Abgrenzung zum Handwerk

Unerheblicher handwerklicher Nebenbetrieb

Eine Meisterprüfung ist für die Ausübung einer handwerklichen Tätigkeit nicht erforderlich, wenn diese innerhalb eines handwerklichen Nebenbetriebes für Dritte erbracht wird und unter die Unerheblichkeitsgrenze der Handwerksordnung (HwO) fällt. Für die Überprüfung, ob die eigene Geschäftstätigkeit unter diesen sogenannten "unerheblichen handwerklichen Nebenbetrieb" fällt, gibt dieses Merkblatt eine Hilfestellung. Ob die Handwerkskammer diese Einordnung für Ihren Betrieb bestätigt, sollte direkt dort erfragt werden.

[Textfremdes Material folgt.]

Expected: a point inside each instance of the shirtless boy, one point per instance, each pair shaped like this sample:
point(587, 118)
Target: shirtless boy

1. Voraussetzungen für das Vorliegen eines Nebenbetriebes

  • Verbindung mit einem Hauptbetrieb (Vorliegen eines Hauptbetriebes)
Hauptbetrieb ist der Betrieb, auf dem das eindeutige Schwergewicht (Bestimmungskriterium ist der Umsatz) liegt.
  • Verbindung mit einem Hauptbetrieb bestimmter Art
Der Hauptbetrieb kann ein Unternehmen des Handwerks (auch zulassungsfreies oder handwerksähnliches Gewerbe), der Industrie, des Handels, der Landwirtschaft oder sonstiger Wirtschafts- und Berufszweige sein.
  • Verbindung mit einem Nebenbetrieb bestimmter Art
a) Der Nebenbetrieb muss handwerklich betrieben werden; in ihm müssen gem. § 3 Abs. 1 HwO Waren zum Absatz an Dritte handwerksmäßig hergestellt oder Leistungen für Dritte handwerksmäßig bewirkt werden. Der Nebenbetrieb muss also den Voraussetzungen nach § 1 HwO genügen. Ein zulassungsfreies Handwerk oder ein handwerksähnliches Gewerbe nach § 18 HwO ist als Nebenbetrieb nicht möglich.

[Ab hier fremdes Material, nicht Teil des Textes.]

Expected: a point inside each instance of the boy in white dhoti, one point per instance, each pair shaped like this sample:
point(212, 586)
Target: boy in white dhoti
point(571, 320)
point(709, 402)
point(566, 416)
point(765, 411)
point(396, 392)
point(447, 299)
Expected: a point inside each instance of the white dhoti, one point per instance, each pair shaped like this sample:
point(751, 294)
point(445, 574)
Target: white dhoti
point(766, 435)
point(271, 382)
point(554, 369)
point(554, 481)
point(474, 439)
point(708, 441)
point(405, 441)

b) Der Nebenbetrieb muss eine gewisse Selbstständigkeit aufweisen. Dies setzt nicht etwa eine tatsächliche Trennung oder Teilung in Haupt- und Nebenbetrieb, sondern nur eine gewisse funktionelle Abgrenzbarkeit hinsichtlich der Programme voraus.
Das Fehlen eigener kaufmännischer Organisationsmerkmale ist für Nebenbetriebe geradezu typisch.
Das Erfordernis der Selbständigkeit ist nur dann erfüllt, wenn jeder der beiden Betriebe bei einer Trennung nach einer Vervollständigung seiner Organisation selbständig weiterarbeiten könnte.
  • Personelle Verbindung zwischen Haupt- und Nebenbetrieb
Die Inhaber beider Betriebe müssen zumindest in wirtschaftlicher Hinsicht identisch sein; eine rechtliche Identität ist nicht notwendig.
  • Organisatorische Verbindung
Die Geschäftsbetriebe beider Unternehmen sind aufeinander abgestimmt, das heißt, dass zum Beispiel innerbetriebliche Einrichtungen bestehen, dass Arbeitsvorgänge und Betriebsabläufe ineinander greifen.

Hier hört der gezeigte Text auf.